Mr Corbyn told supporters at the manifesto launch Labour is on your side, as he said the attacks from the rich and powerful prove Labour is for the many not the few.

He said: The billionaires and the super rich, the tax dodgers, the bad bosses and the big polluters they own the Conservative Party.

But they don’t own us. They don’t own the Labour Party. The people own the Labour Party. That’s why the billionaires attack us.

:: Scrapping universal credit

:: Scrapping tuition fees

:: Extra 5,000 firefighters

:: More council houses being built and rent caps

:: Free dental check-ups

:: Free bus travel for under-25s

:: Free full-fibre broadband

:: Free TV licences for over-75s

:: Nationalisation of Royal Mail, energy, water, rail, bus networks and parts of BT

:: Raise corporation tax to 26% from April 2022 (from the current 19%)

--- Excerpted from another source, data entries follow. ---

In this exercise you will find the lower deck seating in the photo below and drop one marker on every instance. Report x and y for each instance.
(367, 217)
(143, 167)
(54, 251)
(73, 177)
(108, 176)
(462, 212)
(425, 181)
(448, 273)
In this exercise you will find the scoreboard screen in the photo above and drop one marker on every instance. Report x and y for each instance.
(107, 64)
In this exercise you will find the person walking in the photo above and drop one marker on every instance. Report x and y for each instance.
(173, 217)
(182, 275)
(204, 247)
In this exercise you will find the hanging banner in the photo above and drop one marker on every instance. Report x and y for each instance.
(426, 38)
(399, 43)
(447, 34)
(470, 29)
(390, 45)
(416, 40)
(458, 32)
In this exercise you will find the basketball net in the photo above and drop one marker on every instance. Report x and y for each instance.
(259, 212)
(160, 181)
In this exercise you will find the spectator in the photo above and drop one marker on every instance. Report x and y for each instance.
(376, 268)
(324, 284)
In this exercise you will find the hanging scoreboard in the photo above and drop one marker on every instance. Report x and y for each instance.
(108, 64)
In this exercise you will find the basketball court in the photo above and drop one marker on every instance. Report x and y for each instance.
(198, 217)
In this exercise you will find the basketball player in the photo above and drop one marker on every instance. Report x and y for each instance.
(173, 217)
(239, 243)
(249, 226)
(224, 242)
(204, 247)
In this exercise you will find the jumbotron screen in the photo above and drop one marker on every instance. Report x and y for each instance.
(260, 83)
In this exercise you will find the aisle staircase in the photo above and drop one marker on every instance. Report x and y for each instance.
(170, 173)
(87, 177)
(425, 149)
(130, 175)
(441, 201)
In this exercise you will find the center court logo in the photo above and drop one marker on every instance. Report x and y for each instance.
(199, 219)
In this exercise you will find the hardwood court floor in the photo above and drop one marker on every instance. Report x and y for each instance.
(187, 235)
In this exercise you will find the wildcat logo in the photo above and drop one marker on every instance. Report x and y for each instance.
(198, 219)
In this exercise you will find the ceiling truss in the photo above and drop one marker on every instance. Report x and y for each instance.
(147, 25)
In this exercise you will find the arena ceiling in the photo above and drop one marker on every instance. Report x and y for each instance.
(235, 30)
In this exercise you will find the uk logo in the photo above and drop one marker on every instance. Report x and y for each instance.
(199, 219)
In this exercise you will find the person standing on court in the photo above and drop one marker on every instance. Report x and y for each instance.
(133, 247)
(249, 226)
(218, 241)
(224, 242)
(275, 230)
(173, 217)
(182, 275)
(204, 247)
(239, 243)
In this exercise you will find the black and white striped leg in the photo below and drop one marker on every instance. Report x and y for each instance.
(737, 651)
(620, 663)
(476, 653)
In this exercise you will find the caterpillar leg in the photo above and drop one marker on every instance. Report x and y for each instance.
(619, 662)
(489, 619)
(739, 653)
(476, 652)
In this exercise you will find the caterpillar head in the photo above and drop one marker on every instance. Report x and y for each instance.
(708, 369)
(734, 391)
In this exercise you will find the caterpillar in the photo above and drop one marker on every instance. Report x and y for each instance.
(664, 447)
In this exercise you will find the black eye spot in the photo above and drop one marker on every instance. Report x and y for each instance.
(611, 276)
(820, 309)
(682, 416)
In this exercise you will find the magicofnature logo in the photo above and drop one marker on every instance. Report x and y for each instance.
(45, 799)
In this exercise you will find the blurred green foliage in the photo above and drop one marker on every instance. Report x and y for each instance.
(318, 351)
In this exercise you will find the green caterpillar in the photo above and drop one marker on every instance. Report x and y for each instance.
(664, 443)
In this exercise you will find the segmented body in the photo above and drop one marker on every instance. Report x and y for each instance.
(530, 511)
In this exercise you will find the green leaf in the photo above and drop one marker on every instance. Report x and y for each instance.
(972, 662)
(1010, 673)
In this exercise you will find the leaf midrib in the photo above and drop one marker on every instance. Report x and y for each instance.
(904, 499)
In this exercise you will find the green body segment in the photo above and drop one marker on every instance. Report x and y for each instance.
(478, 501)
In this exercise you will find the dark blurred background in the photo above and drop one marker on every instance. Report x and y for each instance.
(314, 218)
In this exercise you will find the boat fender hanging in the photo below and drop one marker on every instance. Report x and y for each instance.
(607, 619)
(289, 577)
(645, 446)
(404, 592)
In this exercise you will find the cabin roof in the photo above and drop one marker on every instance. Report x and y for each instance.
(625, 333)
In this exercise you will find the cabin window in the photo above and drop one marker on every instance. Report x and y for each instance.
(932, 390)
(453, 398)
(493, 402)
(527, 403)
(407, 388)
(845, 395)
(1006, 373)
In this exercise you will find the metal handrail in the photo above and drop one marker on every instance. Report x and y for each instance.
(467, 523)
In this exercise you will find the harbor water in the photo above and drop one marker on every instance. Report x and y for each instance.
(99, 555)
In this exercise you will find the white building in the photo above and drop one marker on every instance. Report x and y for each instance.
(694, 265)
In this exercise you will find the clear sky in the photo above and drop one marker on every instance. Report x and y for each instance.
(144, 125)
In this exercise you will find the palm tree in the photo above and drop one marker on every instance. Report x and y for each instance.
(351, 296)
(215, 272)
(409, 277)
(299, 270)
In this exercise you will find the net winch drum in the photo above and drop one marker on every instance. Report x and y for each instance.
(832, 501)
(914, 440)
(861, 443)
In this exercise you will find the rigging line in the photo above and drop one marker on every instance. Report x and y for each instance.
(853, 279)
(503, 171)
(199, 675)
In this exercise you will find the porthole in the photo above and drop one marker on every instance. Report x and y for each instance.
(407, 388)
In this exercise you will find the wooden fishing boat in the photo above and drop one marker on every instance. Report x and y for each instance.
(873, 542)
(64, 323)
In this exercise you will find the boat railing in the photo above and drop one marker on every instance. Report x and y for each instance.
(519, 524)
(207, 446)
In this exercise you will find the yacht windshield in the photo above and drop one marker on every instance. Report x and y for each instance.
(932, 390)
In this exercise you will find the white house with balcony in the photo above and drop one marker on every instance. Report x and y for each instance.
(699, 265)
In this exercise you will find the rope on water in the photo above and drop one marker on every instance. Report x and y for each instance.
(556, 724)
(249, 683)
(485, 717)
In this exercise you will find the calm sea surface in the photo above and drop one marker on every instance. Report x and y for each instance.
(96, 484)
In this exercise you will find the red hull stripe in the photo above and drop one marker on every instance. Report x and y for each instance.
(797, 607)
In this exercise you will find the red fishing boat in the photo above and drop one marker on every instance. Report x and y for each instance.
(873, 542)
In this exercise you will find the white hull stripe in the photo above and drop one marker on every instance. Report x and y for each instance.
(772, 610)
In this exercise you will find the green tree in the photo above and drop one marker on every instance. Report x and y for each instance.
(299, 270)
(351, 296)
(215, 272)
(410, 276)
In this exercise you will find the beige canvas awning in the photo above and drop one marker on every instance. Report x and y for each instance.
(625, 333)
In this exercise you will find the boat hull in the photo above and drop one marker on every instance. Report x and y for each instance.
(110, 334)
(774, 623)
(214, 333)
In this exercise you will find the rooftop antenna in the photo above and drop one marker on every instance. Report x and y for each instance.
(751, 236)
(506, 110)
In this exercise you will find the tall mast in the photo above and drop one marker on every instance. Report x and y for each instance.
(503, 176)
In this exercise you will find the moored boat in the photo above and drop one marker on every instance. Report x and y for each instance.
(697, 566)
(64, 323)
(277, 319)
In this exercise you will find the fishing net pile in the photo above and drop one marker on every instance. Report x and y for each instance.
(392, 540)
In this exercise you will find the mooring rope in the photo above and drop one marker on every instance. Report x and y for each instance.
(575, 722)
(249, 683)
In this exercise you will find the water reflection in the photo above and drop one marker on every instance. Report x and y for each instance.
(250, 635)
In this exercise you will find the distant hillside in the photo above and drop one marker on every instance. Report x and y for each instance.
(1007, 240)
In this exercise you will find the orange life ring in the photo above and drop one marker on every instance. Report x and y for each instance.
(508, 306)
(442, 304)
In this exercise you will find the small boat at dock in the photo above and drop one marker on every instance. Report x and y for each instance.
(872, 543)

:: Upgrade almost all homes to highest energy efficiency standards

:: Living wage of at least £10 an hour for workers aged 16 or over

:: Cut working week to 32 hours (four days) within a decade

:: Ban zero-hour contracts

:: Creating a national education service for life-long learning

:: Getting Brexit “sorted” within six months and having a second referendum

:: Freedom of movement would continue if Remain won but restrictions would be imposed if Leave won

:: Constructing up to 150,000 homes a year

There were several pledges on the environment within the manifesto, including building 7,000 new offshore wind turbines, 2,000 new onshore wind turbines, enough solar panels to cover 22,000 football pitches and new nuclear power needed for energy security.

The manifesto might run to 105 pages, and the costing document to 40 more, but the clear message Jeremy Corbyn wanted to get across was boiled down to a five word phrase: Labour is on your side.

He argued the Conservatives were owned by the very same ‘vested interests’ that a Labour government was intent on challenging through their radical manifesto.

It is becoming increasingly clear that Labour believe the way to get beyond the issue of Brexit is to recast the result of the referendum of 2016 as a howl of outrage demanding fundamental change.

Labour said it will introduce a windfall tax on oil companies to help cover costs of renewable energy, but did not say what the tax would be.

The Confederation of British Industry (CBI) was damning about Labour’s plan, saying state control will drag our economy down, rather than lift people up.

Carolyn Fairburn, CBI director general, said: “It’s the most vulnerable in society who will pay the price for this economic experiment.

Home Office minister Brandon Lewis said the manifesto showed Mr Corbyn had no plan for Brexit and would cost each taxpayer £2,400 a year.

Without a plan to get Brexit done he has no credibility on anything else, he said.

A Labour government would mean unlimited and uncontrolled immigration putting pressure on our public services and a reckless spending spree which would take a sledgehammer to the British economy and cost every taxpayer £2,400 a year.